In contrast, Serco – a company with an annual turnover of roughly £3 billion – is likely to bid for most, if not all, of the regional lots, the specialist suggested.
This raises the prospect of Serco potentially earning sizeable new deals from the Government, despite facing strong criticism for its public sector work during the Coronavirus pandemic.
Indeed, the company has been awarded multiple contracts to run a large part of the Government’s ‘test and trace’ system. Early in the pandemic, it was suggested that Serco’s contact tracing call centre was staffed with customer service employees reportedly offered an hourly wage of £8.72. The company has also been criticised for subcontracting ‘test and trace’ jobs to a panel of 29 subcontractors. In June, ministers confirmed that Serco had subcontracted approximately 9,000 staff out of the total 10,500 required to run the service.

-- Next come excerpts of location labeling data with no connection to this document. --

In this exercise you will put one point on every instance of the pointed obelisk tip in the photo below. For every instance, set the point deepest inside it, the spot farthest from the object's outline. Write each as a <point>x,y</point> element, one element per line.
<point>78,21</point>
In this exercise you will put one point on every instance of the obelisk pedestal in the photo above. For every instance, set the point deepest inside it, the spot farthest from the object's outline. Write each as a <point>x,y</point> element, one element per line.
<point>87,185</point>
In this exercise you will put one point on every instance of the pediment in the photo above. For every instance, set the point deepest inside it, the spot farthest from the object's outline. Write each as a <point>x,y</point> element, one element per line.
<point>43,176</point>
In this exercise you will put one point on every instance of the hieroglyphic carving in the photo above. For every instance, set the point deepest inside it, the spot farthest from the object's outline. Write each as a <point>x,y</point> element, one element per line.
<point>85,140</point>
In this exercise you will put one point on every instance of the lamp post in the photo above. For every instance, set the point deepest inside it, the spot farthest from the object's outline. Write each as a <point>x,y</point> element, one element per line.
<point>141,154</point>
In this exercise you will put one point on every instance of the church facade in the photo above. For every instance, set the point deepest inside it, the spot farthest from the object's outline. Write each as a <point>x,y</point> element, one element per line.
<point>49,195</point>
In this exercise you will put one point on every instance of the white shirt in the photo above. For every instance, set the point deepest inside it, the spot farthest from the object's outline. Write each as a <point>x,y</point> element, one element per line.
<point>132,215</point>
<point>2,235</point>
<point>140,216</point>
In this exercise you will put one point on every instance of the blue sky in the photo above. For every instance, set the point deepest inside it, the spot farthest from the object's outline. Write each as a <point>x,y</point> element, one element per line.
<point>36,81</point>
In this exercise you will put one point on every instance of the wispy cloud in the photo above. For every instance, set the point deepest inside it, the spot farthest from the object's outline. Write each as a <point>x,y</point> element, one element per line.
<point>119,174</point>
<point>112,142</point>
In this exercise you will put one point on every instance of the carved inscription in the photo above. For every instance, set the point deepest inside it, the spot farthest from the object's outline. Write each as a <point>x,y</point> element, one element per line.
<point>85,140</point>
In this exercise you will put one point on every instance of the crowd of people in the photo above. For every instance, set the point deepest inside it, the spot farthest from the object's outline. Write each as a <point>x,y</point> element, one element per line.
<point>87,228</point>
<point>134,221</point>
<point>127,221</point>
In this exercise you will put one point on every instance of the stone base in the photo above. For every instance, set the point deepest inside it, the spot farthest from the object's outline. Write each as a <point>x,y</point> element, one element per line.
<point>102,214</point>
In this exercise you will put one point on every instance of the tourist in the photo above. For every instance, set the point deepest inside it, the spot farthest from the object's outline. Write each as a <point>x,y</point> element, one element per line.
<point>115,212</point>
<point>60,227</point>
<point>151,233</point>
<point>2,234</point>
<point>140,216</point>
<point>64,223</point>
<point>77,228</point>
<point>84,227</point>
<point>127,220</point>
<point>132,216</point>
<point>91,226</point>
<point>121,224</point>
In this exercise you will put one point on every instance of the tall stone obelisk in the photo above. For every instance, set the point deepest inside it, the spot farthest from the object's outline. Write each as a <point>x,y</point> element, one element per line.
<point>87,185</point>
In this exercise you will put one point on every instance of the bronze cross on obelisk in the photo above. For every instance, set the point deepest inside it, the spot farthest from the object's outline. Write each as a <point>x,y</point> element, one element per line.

Ultimately, however, the proof is in the pudding, and the contact tracing system has underperformed in many people’s estimations. This week, for example, the system reached the close contacts of 60.5% of those who tested positive for Coronavirus. The UK Government’s Scientific Advisory Group for Emergencies (SAGE) suggested in May that 80% of positive cases and their contacts needed to be reached for the system to work effectively.
As a result, the Labour Party has called for private sector providers – including Serco – to be removed from the system and be replaced by local councils and health teams. But, the Government insists that local administrations are involved in the contact tracing operation, while it has consistently defended the role of Serco.
“Serco is proud to be playing a part in the NHS ‘test and trace’ programme,” a company spokesperson told Byline Times. “The part we play is limited and specific; we are one of two prime contractors responsible for reaching individuals identified by NHS professionals as having been in contact with people who have tested positive, and we are one of the five suppliers managing sites where people go to get tested. Serco was already an approved supplier on the Government’s framework for contact centres, gaining our place on this framework through fair and open competition.”
Serco has been paid billions of pounds to run public services in recent years, with its work ranging across prisons, immigration detention centres and speed cameras. In January 2019, for instance, it was announced that Serco had won the largest ever private sector contract from the Government – worth a whopping £1.9 billion – to manage more than 5,000 properties housing asylum seekers.
The company’s CEO is Rupert Soames, the Eton-educated grandson of Sir Winston Churchill and brother of former Conservative MP Sir Nicholas Soames.
Criticism of this outsourcing agenda has intensified during the COVID-19 crisis. As the spending watchdog, the National Audit Office, reported earlier this week, in the months up to August, the Government awarded £18 billion in private sector contracts – £10.5 billion of deals awarded without competition. Roughly £1.5 billion of these contracts were awarded before the Government’s due diligence procedures were established – the NAO found – while basic conflicts of interest were seemingly ignored.
This has led to a fierce debate over the role of private sector companies in Government work, and whether public services should be run by corporate giants with little accountability to taxpayers.
The irony will not be lost on many that one of these companies, criticised for its role in managing the pandemic, may now win millions or even billions in Government work to deal with its consequences.
“We have been dealing with an unprecedented global pandemic and have rightly called on expertise from across the public and private sector to meet this challenge,” a Government spokesperson said. “We have robust processes in place for spending public money and departments always seek to achieve value for money for the taxpayer.”